Other Exploration Activities
In addition to delineating and exploring for gold deposits hosted in the mafic and intermediate volcanic units, and the Normandy Creek Shear, the Company continues to pursue other prospective exploration targets within its mineral claims packages, option agreements, and joint venture agreements in Manitoba and Ontario.
In the second quarter of 2011 the Company entered into an option agreement with Cougar Minerals Corp. (“Cougar”) to earn an 80% interest in 18 claims in the Rice Lake area. Under the terms of the option agreement, the Company committed to spend a minimum of $1.5 million over a four-year period on exploration activities. Additionally, the Company subscribed for $0.2 million in units of Cougar and has agreed to subscribe for an additional $0.6 million in units of Cougar over a 3-year period.

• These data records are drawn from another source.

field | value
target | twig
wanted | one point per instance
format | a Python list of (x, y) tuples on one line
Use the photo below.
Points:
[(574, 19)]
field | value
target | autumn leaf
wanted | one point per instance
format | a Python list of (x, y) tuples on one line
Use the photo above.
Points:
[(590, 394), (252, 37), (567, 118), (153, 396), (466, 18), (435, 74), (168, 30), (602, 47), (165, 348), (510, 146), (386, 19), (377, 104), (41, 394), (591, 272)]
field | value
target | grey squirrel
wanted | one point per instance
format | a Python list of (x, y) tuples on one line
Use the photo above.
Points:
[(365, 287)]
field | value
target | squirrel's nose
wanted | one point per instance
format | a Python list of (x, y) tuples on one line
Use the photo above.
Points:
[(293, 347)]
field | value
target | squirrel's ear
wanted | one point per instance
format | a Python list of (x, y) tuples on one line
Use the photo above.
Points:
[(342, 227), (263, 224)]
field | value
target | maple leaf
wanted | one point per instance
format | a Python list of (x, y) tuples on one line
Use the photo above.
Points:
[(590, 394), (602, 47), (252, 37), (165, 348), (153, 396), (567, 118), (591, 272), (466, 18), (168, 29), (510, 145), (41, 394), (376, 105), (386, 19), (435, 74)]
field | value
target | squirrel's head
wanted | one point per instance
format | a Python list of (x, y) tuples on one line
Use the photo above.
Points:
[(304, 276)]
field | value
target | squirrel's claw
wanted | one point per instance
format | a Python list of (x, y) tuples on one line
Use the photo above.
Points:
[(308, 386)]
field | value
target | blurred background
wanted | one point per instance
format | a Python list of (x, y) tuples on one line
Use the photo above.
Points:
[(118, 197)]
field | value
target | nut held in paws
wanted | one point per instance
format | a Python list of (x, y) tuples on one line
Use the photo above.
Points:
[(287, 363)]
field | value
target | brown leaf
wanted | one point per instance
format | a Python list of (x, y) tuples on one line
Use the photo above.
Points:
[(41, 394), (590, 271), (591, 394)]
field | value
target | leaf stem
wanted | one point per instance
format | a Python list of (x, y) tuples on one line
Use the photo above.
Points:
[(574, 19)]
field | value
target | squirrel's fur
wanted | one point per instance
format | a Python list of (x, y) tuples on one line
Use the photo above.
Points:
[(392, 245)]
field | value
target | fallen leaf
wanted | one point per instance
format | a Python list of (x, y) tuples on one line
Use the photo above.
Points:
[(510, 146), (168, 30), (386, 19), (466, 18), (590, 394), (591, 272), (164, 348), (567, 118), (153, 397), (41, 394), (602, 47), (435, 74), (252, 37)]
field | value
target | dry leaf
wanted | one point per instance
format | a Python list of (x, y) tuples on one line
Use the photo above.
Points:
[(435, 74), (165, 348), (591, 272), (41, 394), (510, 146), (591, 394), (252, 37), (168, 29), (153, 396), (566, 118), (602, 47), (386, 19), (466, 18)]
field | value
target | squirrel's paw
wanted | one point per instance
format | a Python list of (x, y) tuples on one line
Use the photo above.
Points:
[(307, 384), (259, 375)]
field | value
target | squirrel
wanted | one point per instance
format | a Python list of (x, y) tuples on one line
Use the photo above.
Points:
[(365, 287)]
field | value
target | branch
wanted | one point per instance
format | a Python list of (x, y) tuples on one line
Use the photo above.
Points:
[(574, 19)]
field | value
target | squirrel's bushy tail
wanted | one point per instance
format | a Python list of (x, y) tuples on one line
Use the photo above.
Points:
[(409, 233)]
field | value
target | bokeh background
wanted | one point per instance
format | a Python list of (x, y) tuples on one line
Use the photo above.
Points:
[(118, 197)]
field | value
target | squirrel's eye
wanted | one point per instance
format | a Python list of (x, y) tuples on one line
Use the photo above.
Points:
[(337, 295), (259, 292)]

In the third quarter of 2011, the Company entered into an option agreement with Wildcat Exploration Ltd. (“Wildcat”) to earn an 80% interest in 122 claims in the Rice Lake area. Under the terms of the option agreement, the Company committed to spend a minimum of $5.1 million over a four-year period on exploration activities. Additionally, the Company subscribed for $0.25 million in common shares of Wildcat and has agreed to subscribe for an additional $0.75 million in common shares of Wildcat over a 3-year period.
During the third quarter of 2011, third party contractors completed a 3,600 line-kilometre high-resolution airborne magnetic geophysical survey on the Company’s 100%-owned projects and on a portion of the projects that it has under option agreement within the Rice Lake greenstone belt. The Company is awaiting the preliminary interpretation and expects geophysical anomalies identified from the survey to help guide the Company’s first-ever regional exploration program in the Rice Lake area.
San Gold is also encouraged by positive exploration drilling results announced by SGX Resources Inc. (“SGX
Resources”) (TSX Venture: SXR) at its Timmins exploration drilling programs. San Gold is the single largest shareholder in SGX Resources. At the Timmins North Project joint venture with San Gold in Tully Township, SGX Resources announced positive infill drilling results during 2011 confirming the grade and width of mineralization at the Timmins North Deposit in the upper 200 metres of the deposit. Additionally, SGX Resources announced that exploration drilling had located a 200-metre down dip extension to the eastern extremities of the Timmins North Deposit. The Timmins North Deposit remains open in all directions and drilling continued into the fourth quarter.
Subsequent to year end, at the Timmins South project in Sothman Township, SGX Resources announced positive initial results from the Edleston Zone. 33 holes have been drilled into this zone covering an area 300 m along strike and 100 m to depth.